The Venice Biennale opens this week but the participation of two of national pavilions has been thrown into doubt. The Kazakhstan Pavilion faces problems with the transportation of work by the ORTA collective, leaving the pavilion largely empty for the Biennale’s opening days. The group’s work, an installation titled LAI-PI-CHU-PLEE-LAPA Centre for the New Genius, was travelling over land from the Central Asian country, organisers stated on social media, but is currently held up in long traffic jams on the Georgian border. Trucks are backed up as far as 25 km into Turkey due to diversions caused by the war in Ukraine. The artists said ‘We are of course incredibly disappointed, but compared to the greater tragedies unfolding elsewhere in the world, our own setbacks feel very minor.’

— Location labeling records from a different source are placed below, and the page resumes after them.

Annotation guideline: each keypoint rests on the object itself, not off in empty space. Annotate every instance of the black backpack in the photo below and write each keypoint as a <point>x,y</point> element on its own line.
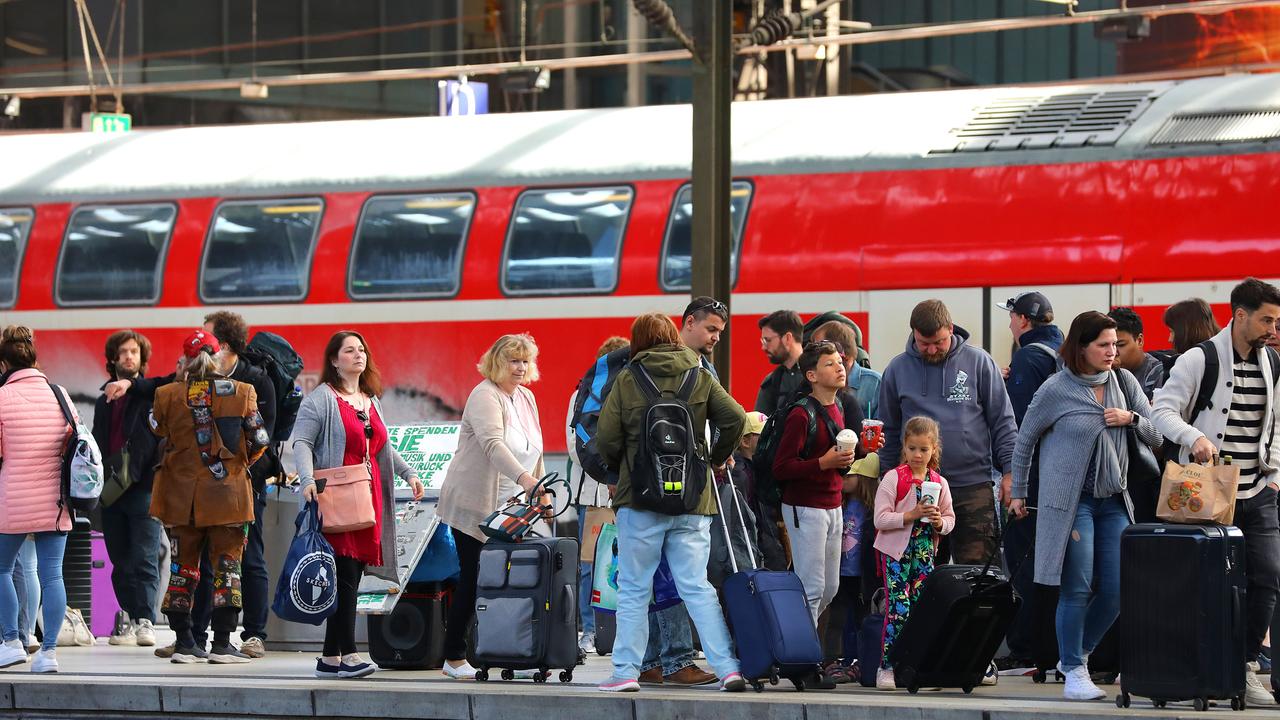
<point>668,474</point>
<point>282,364</point>
<point>592,391</point>
<point>768,490</point>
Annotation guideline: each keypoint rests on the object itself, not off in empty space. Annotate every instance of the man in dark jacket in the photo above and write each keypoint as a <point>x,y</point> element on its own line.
<point>1031,319</point>
<point>132,536</point>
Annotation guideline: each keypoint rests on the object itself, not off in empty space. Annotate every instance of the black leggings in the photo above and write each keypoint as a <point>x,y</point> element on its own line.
<point>462,606</point>
<point>339,629</point>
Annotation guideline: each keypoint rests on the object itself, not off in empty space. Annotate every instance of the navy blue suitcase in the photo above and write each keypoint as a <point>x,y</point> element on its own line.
<point>1182,595</point>
<point>768,615</point>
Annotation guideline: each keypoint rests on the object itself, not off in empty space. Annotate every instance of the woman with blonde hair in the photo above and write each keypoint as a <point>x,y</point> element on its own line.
<point>499,455</point>
<point>202,492</point>
<point>342,423</point>
<point>31,447</point>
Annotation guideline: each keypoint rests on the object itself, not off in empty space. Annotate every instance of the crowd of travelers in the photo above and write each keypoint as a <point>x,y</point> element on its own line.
<point>950,459</point>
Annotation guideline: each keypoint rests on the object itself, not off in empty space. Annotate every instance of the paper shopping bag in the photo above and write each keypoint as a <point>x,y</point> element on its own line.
<point>1198,493</point>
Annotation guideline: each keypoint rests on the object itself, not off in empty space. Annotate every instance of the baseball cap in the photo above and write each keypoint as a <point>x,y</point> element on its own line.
<point>200,341</point>
<point>754,423</point>
<point>1032,304</point>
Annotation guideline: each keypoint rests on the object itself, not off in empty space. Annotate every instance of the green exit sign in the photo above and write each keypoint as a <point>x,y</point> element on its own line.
<point>106,122</point>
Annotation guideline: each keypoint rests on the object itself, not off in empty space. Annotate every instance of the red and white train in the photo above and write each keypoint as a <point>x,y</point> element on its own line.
<point>435,235</point>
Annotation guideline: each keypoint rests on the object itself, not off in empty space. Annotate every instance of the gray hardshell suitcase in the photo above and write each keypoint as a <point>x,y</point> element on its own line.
<point>526,609</point>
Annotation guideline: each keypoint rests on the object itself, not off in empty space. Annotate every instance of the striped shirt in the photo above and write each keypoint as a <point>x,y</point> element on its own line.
<point>1244,420</point>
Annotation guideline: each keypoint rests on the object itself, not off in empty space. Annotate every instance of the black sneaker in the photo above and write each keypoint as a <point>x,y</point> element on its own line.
<point>227,655</point>
<point>188,655</point>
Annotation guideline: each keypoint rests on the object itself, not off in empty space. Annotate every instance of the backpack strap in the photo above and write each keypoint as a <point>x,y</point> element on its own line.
<point>1205,395</point>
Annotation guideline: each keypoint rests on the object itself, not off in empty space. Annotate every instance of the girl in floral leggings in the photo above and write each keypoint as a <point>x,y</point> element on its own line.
<point>910,518</point>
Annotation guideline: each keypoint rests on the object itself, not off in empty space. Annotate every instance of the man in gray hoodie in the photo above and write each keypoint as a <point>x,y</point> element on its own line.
<point>942,377</point>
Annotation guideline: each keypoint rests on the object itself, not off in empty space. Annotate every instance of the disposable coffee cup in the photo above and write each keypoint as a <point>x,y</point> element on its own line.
<point>846,441</point>
<point>873,434</point>
<point>931,492</point>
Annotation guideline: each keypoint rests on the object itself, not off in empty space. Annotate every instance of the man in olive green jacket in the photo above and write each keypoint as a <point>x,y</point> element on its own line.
<point>643,534</point>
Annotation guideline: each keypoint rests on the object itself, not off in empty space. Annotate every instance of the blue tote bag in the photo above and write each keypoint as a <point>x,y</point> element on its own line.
<point>307,589</point>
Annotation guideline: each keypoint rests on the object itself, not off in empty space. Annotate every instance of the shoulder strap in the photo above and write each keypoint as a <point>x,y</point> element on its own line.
<point>645,382</point>
<point>62,402</point>
<point>1205,396</point>
<point>690,382</point>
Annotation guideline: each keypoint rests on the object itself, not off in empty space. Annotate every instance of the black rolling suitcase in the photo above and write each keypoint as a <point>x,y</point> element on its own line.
<point>955,628</point>
<point>526,609</point>
<point>1182,595</point>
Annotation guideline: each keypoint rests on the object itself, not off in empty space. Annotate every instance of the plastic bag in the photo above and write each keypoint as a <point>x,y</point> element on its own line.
<point>307,589</point>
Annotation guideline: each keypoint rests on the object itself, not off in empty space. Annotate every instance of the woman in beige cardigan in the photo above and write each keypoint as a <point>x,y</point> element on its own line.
<point>499,454</point>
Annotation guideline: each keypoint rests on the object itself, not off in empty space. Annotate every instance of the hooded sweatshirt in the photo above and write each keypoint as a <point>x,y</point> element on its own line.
<point>965,393</point>
<point>620,424</point>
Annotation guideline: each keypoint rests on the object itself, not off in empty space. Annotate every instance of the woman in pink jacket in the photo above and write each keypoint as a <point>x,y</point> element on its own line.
<point>32,437</point>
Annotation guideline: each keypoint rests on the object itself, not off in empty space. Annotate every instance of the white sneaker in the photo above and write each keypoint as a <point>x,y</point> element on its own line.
<point>464,671</point>
<point>44,661</point>
<point>12,654</point>
<point>1255,695</point>
<point>145,633</point>
<point>1078,686</point>
<point>123,630</point>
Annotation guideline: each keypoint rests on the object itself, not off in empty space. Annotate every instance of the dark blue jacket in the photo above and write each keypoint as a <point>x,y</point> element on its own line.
<point>1031,367</point>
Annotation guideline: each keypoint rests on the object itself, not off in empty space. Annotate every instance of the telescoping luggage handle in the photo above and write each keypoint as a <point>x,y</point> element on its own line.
<point>728,542</point>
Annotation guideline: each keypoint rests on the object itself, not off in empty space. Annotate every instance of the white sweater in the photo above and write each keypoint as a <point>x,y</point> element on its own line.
<point>1173,408</point>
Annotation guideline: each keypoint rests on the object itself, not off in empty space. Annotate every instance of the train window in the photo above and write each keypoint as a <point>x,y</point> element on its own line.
<point>410,245</point>
<point>566,241</point>
<point>14,224</point>
<point>260,250</point>
<point>677,267</point>
<point>114,255</point>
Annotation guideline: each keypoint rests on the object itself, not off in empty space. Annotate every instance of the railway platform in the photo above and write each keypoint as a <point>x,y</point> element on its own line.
<point>109,683</point>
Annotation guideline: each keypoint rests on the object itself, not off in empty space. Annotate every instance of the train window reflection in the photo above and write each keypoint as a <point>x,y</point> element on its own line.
<point>260,250</point>
<point>410,245</point>
<point>566,241</point>
<point>14,224</point>
<point>676,251</point>
<point>114,255</point>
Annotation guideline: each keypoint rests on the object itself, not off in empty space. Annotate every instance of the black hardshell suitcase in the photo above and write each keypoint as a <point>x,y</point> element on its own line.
<point>1182,595</point>
<point>526,609</point>
<point>955,628</point>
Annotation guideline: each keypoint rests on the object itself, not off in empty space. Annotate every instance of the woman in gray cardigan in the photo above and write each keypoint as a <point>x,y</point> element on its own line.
<point>1080,418</point>
<point>341,423</point>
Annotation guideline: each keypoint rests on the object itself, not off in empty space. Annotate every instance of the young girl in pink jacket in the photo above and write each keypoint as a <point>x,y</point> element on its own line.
<point>909,529</point>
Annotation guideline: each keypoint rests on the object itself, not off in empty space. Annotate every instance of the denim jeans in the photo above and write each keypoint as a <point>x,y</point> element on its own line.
<point>132,538</point>
<point>586,614</point>
<point>671,641</point>
<point>26,580</point>
<point>1089,597</point>
<point>643,537</point>
<point>49,557</point>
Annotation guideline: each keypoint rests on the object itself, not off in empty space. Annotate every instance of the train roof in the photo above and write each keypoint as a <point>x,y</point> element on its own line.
<point>988,126</point>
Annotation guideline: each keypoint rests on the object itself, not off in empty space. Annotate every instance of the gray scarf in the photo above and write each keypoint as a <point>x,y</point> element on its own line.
<point>1111,447</point>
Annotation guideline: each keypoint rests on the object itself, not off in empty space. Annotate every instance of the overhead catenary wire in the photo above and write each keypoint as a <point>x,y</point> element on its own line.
<point>867,37</point>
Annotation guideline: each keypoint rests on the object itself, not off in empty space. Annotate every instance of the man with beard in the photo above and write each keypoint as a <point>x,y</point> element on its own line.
<point>780,340</point>
<point>941,376</point>
<point>1238,420</point>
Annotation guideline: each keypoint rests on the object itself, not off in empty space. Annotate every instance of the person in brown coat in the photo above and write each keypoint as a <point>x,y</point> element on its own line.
<point>202,493</point>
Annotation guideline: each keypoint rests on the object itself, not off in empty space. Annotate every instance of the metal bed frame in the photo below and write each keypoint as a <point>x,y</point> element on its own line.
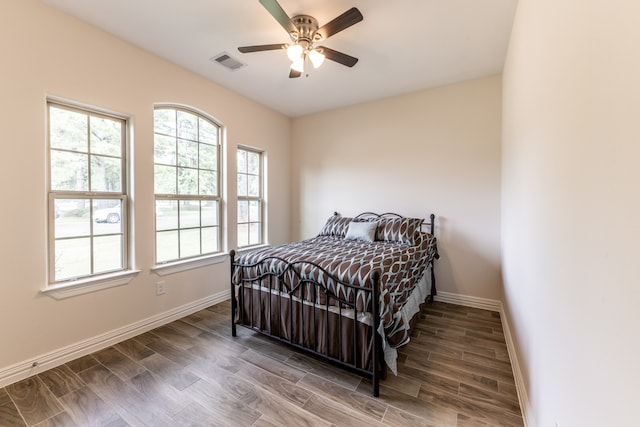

The collective had planned a series of performances as part of their presentation, which will continue to take place with the set made from locally sourced material. The group says it hopes to realise the full pavilion presentation by mid May.
Nambia’s participation has also been thrown into doubt, after protests from within the country’s art community, leading to funders pulling out just a week before the show. The pavilion was backed by Nambia’s tourist board but detractors say its anonymous artist, who is believed to be a white South African, is little more than a commercial sculptor providing metal garden artworks for safari lodges. ‘No acclaimed critical writing on his work could be found, and he has not exhibited at the level of a solo exhibition, or even in any group exhibitions, at the National Art Gallery of Namibia, or to our knowledge is present in any international collections,’ say the group Concerned Artists Namibia, on their Change.org petition.
Since the controversy, Italian collector Monica Cembrola, the pavilion’s main patron, as well as luxury travel company Abercrombie and Kent, have severed ties with the project.
The pavilion was organised by Marco Furio Ferrario, who protesters claim is associated with a lodge in the Purros Conservancy in the Kaokoland in Northern Namibia, where many of the metal garden sculptures can be found.